At its meeting last Monday night, the Greenbelt City Council introduced for first reading a resolution to amend the city charter by replacing the section on absentee voting with a section on mail-in voting. All Greenbelt voters have had the option to vote in city elections by using an absentee ballot, with no excuse required, since early in the last decade, but the “mail in” aspects never really caught on. With the onset of early voting, the number of residents voting as absentees plummeted.
During this pandemic year, however, Maryland and Prince George’s County used mail-in voting quite successfully and in the process exposed many voters to the advantages of its use. The city council and the city Board of Elections are hopeful that introducing a dedicated mail-in voting option will be an attractive alternative to voters and, most importantly, will serve to increase Greenbelt’s rather anemic levels of voter turnout for city elections.

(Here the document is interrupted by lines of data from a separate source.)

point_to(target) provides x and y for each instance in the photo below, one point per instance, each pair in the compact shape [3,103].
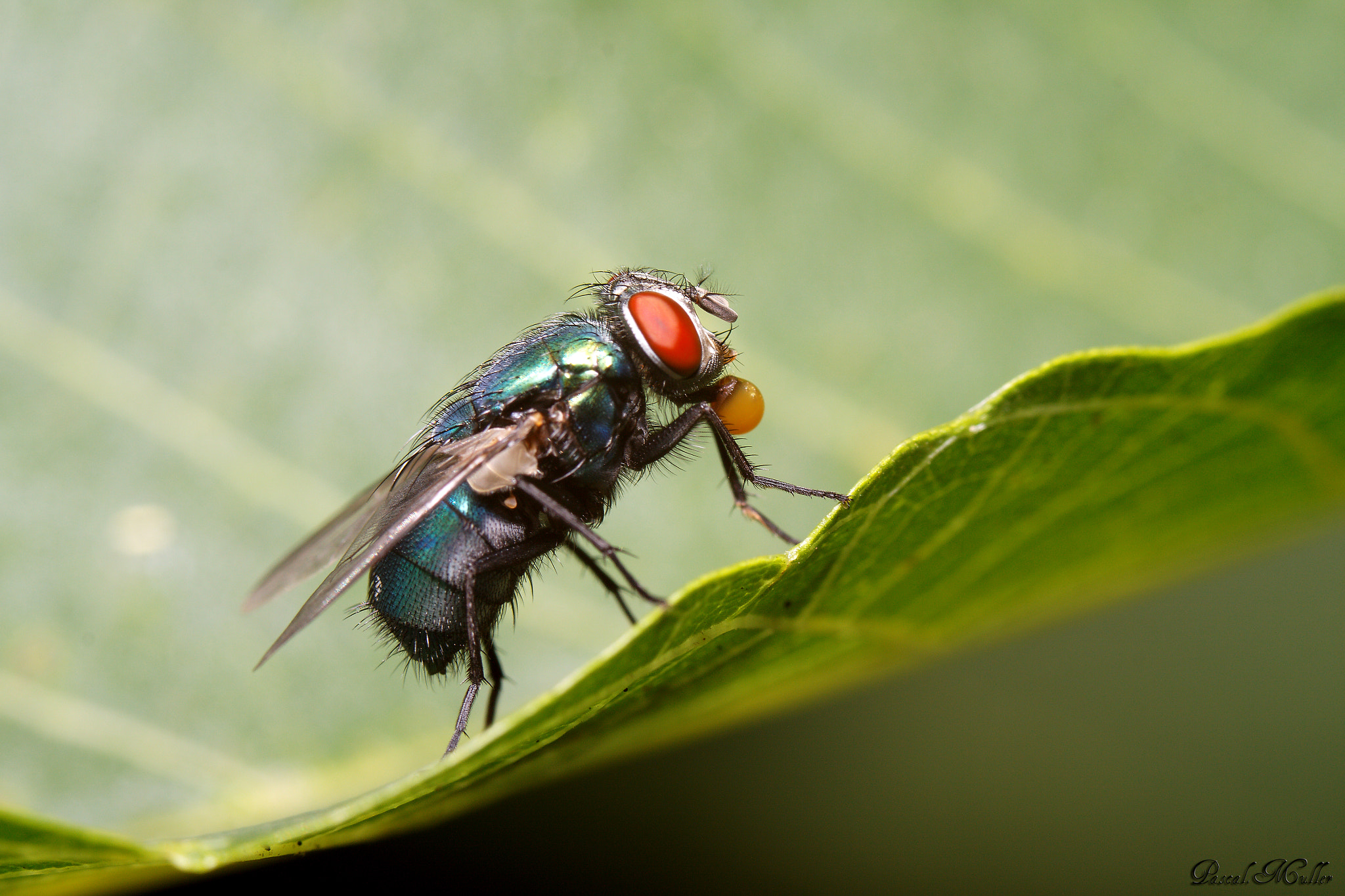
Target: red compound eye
[669,331]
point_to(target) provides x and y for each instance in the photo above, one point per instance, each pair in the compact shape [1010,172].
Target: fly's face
[658,317]
[655,314]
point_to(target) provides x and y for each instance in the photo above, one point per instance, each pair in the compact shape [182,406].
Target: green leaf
[42,853]
[1080,482]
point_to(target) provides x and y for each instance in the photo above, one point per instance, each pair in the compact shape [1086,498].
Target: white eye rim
[709,352]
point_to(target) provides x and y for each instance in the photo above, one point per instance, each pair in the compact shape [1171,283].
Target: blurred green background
[245,246]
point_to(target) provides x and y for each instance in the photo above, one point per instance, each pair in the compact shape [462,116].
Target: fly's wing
[440,468]
[331,542]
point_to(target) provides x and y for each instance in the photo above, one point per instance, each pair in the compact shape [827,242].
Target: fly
[523,458]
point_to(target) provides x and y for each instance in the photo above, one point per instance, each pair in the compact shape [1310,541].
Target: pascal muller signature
[1277,871]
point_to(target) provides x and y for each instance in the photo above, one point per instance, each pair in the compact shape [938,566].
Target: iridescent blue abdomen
[417,590]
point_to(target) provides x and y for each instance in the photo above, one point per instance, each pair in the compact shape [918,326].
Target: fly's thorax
[654,316]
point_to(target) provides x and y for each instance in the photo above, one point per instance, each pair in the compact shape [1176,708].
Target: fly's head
[654,314]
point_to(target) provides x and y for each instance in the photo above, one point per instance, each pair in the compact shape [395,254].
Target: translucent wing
[372,526]
[331,542]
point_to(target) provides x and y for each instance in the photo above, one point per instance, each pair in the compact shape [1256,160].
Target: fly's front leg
[738,468]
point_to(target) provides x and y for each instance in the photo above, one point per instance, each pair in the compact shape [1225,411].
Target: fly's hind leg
[560,512]
[493,662]
[600,574]
[475,676]
[517,555]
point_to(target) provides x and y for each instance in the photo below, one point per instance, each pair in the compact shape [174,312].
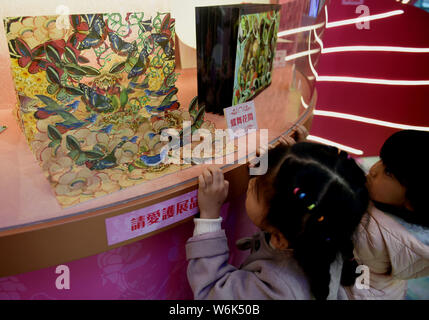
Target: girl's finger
[217,175]
[207,177]
[201,182]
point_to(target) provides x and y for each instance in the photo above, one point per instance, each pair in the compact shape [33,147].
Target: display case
[36,232]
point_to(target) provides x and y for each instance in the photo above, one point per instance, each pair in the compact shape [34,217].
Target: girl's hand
[212,192]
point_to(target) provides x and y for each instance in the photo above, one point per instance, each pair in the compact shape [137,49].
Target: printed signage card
[241,118]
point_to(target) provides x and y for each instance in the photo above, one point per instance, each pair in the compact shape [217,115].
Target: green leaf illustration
[118,67]
[90,71]
[53,88]
[70,55]
[53,75]
[75,70]
[123,97]
[74,91]
[53,54]
[72,143]
[53,133]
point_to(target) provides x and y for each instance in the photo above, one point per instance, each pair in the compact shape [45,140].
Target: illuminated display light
[298,30]
[368,48]
[301,54]
[375,48]
[352,117]
[360,19]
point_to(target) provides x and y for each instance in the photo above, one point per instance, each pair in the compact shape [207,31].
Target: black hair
[405,154]
[316,200]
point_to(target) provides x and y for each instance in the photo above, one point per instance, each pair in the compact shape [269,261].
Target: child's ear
[278,240]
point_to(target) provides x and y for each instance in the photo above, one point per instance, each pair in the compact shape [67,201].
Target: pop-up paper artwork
[94,92]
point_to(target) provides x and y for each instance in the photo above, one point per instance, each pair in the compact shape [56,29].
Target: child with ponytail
[307,207]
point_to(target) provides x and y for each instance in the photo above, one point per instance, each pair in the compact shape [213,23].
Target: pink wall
[152,268]
[399,104]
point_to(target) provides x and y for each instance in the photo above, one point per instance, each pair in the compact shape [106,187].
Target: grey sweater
[266,274]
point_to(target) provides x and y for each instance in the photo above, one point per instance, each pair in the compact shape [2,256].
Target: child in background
[307,205]
[393,237]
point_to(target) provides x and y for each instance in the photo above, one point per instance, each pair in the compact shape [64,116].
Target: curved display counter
[33,224]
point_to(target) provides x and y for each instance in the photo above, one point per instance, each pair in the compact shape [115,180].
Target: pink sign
[241,118]
[137,223]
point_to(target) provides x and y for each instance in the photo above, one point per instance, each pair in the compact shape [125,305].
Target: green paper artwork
[256,45]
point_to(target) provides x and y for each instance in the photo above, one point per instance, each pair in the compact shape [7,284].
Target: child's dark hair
[406,154]
[317,199]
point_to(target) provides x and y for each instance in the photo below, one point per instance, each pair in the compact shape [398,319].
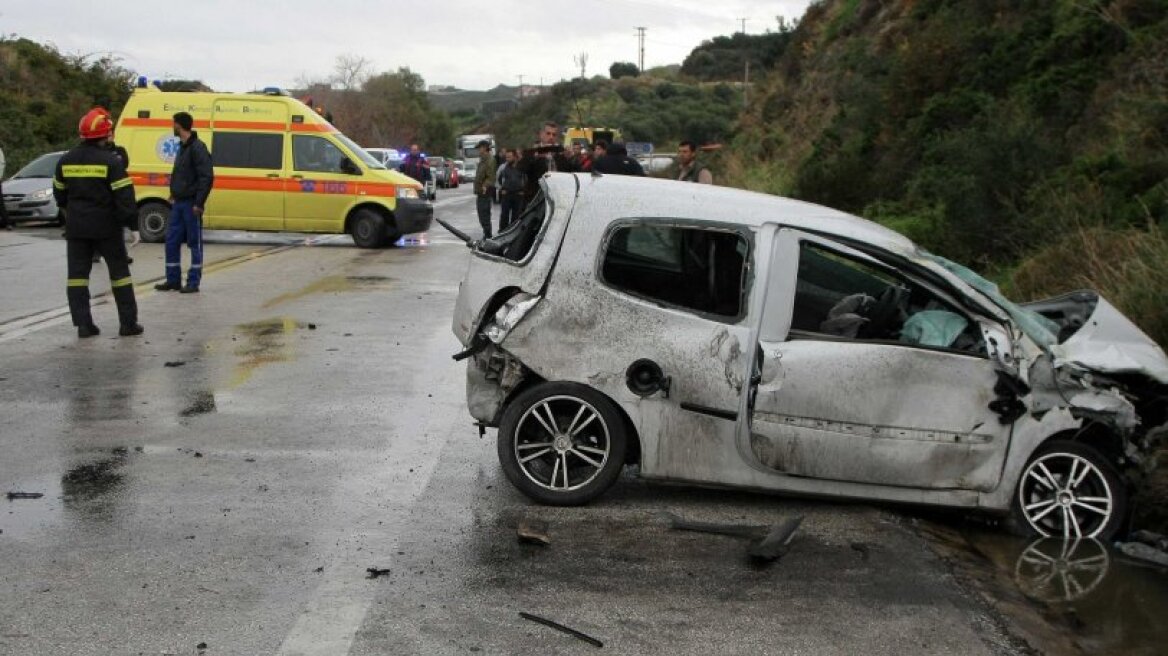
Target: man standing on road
[92,188]
[190,183]
[692,171]
[484,185]
[510,190]
[547,154]
[416,165]
[4,210]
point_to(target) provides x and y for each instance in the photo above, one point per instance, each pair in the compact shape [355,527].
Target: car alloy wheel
[562,442]
[561,454]
[1070,493]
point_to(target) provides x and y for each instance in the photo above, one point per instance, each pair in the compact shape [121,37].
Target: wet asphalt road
[227,480]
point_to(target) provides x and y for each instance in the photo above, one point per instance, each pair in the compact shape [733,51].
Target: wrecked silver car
[723,337]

While the proposed legislation would replace the absentee voting process with mail-in voting, the city’s other longstanding voting methods would remain in place, health concerns allowing. Those methods include in-person voting for both early voting and voting on election day at one’s precinct. And while mail ballots may indeed be mailed, other locations for drop-off will be available. It is expected that voters will have to apply to receive the ballot rather than receiving it automatically.
The changes would require additional legislation to complete the details and revise the city election code, but those would involve the usual simpler resolutions.
On the other hand, because the pending legislation is in the form of a charter amendment resolution, further steps are required. The city must notify the public by posting a copy of the charter amendment resolution in a public place for at least 40 days after its passage. It must also publish a “fair summary” of the resolution not less than four times at weekly intervals in a newspaper of general circulation in the community (watch this space!).
The amendment will become effective 50 days after being passed if it is not petitioned to referendum. City residents may, however, seek to nullify a charter amendment by acquiring the signatures of 20 percent of the qualified voters of the municipality, as well as meeting other requirements.
The charter amendment resolution should be introduced for its second reading and adoption at the council’s next regular meeting on Monday, April 26.